Suddenly Facebook is telling me — in so many words and short videos, out of the blue – I need to learn French. This guy I call Al (short for Al[phonse] Guhrithum), who seems to know everything else about me, doesn’t appear to realize I’ve already been there and done that.
When I lived in Francophone Africa for five years (’96-’01), I had no choice. I was the only one around, apart from one American missionary who was seldom in town, who spoke English. For me it was speak French or don’t speak with anyone at all. So I learned. It wasn’t Parisian French, alas. But it was passable French. I got by.
One of my tricks was to memorize five new French words every day. Those words accrued, as accumulated things do over time. To the point where now, when these French-lesson ads pop up on Facebook – lively young French people anxious to teach me their delicious language so the next time I’m in Paris I won’t embarrass myself – I think, Merci, mais non. I’ve moved on to new words in another language. And I doubt I’ll ever make it back to Paris.
This new year, 2025, marks the tenth year I’ve lived full time in Spanish-speaking Mexico, and I wish I could tell you I’ve learned to speak Spanish fluently in all this time. Far, far from it, I’m afraid. I blame this failure on two main things: (1) There are way too many English-speaking gringos here in San Miguel de Allende; and many Mexicans – always so accommodating — speak better English than I do Spanish, and they like to practice their English with me. And (2), I’m more than a quarter century older than I was in Francophone Africa, and my brain has shrunk. I have the CAT scans to prove it.
But I haven’t given up! Determination is one of my middle names. I still have a private lesson every Monday afternoon at the Biblioteca with mi querida maestra (my dear teacher) Edith.
(My maestra Edith Matehuala, at the Biblioteca in San Miguel de Allende)
Edith and I focus our weekly sessions on conversation and culture. (I gave up memorizing dry grammar rules a long time ago.) Edith rattles on in Spanish about Mexico’s history, or current world events, or whatever her enormous family (she was one of thirteen children) is up to, or whatever else is on her always interesting mind. I try to follow it all, transfixed, and comment or question now and then.
Over lunch every day I do a Duolingo lesson or two. Once in a while I get a perfect score, and the little cartoony characters jump up and down and make a fuss. Positive reinforcement. And sometimes I half-watch Spanish programs on the TV in my studio in the evening while I’m doing something else, like painting.

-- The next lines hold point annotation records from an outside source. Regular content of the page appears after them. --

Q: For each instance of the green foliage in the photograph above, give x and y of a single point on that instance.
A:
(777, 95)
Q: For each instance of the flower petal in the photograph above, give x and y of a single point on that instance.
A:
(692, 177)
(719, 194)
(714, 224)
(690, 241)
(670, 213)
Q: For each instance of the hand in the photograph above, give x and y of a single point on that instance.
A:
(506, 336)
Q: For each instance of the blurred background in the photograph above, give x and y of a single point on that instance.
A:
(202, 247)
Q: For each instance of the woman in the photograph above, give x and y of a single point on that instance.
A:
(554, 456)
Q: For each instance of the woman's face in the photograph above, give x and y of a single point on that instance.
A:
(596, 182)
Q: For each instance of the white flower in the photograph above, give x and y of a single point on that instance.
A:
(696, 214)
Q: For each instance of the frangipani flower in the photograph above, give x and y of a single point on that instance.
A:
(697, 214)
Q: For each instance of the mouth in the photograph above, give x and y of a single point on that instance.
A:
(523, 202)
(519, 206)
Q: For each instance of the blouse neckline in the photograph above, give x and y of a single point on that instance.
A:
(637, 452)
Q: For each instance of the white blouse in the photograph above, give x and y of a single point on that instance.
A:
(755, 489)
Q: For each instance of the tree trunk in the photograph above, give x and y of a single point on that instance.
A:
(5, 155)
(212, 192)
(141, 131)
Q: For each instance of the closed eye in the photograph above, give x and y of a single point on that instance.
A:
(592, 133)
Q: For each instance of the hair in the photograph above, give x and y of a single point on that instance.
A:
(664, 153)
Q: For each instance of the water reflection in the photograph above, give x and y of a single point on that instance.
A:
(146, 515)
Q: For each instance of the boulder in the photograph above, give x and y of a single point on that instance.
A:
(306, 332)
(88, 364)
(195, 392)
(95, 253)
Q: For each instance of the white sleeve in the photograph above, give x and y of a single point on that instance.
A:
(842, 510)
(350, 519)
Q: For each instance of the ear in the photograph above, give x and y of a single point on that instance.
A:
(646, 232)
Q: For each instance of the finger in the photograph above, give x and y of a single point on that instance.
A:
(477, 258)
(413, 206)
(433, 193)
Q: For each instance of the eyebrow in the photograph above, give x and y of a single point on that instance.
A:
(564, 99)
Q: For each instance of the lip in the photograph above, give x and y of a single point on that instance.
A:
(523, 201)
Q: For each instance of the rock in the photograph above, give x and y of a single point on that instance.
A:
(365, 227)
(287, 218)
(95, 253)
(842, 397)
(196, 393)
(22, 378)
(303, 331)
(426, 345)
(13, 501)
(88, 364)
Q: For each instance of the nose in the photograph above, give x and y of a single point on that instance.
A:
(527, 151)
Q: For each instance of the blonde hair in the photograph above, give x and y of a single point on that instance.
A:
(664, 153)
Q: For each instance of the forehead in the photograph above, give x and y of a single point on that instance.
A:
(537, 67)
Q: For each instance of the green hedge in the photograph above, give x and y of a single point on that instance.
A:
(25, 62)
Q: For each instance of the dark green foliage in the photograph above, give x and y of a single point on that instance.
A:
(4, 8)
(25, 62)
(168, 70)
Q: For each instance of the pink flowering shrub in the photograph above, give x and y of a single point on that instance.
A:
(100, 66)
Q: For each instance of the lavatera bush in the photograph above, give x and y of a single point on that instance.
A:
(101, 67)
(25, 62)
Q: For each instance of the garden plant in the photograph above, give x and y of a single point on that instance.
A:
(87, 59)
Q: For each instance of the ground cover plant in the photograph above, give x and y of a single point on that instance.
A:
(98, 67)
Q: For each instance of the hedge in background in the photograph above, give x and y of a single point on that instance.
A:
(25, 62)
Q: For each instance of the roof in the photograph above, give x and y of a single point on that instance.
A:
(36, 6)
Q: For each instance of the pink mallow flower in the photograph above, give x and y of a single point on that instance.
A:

But with this new year I’ve added a new facet, borrowed from my old French habit. I’m now choosing three — more doable than five — new-to-me words in Spanish to memorize and apply throughout the day. Yes, this was a 2025 New Year’s resolution. So far, so good. (But it’s still early in January.)
How this came about:
The last time I was in New York, about eight or nine years ago now, I bought two boxes of Spanish vocabulary study cards, each containing one thousand words, which I at the time (silly me) thought I’d zip through in no time:
Well, I recently excavated those unopened boxes from a storage bin, dusted them off, and decided to jump in. It’s now or never, I tell myself. Language learning is good for the old brain, I tell myself. This May I’ll turn eighty.
So now, as part of my faithful lifetime early morning ritual (tea drinking, journal writing, praying), I choose three Spanish words at random from the first box, and make a silly sentence using these three new words to repeat to myself throughout the day.
For example: Last Sunday’s word choices were la alfombra (rug), arrugado/a (wrinkled), and detrás (behind, in back of). The sentence I made of them was: La alfombra arrugada está detrás del sofa. (The wrinkled rug is behind the sofa.)
I’m treating this like a game, a little like language solitaire.
My new pal Al tells me again what we all already know, but it doesn’t hurt to repeat: “Learning a new language in older age can have many benefits, such as helping to protect against dementia, improve executive control, and enhance working memory. … Research suggests that you’re never too old to start learning a new language.”
The point is, I think, not to allow ourselves to atrophy. As long as we’re alive, to be truly alive and awake we must continue to learn and grow and maintain a healthy thirst for the new – new experiences, new books, new thoughts, new worlds, new languages, new words. Adiós por ahora.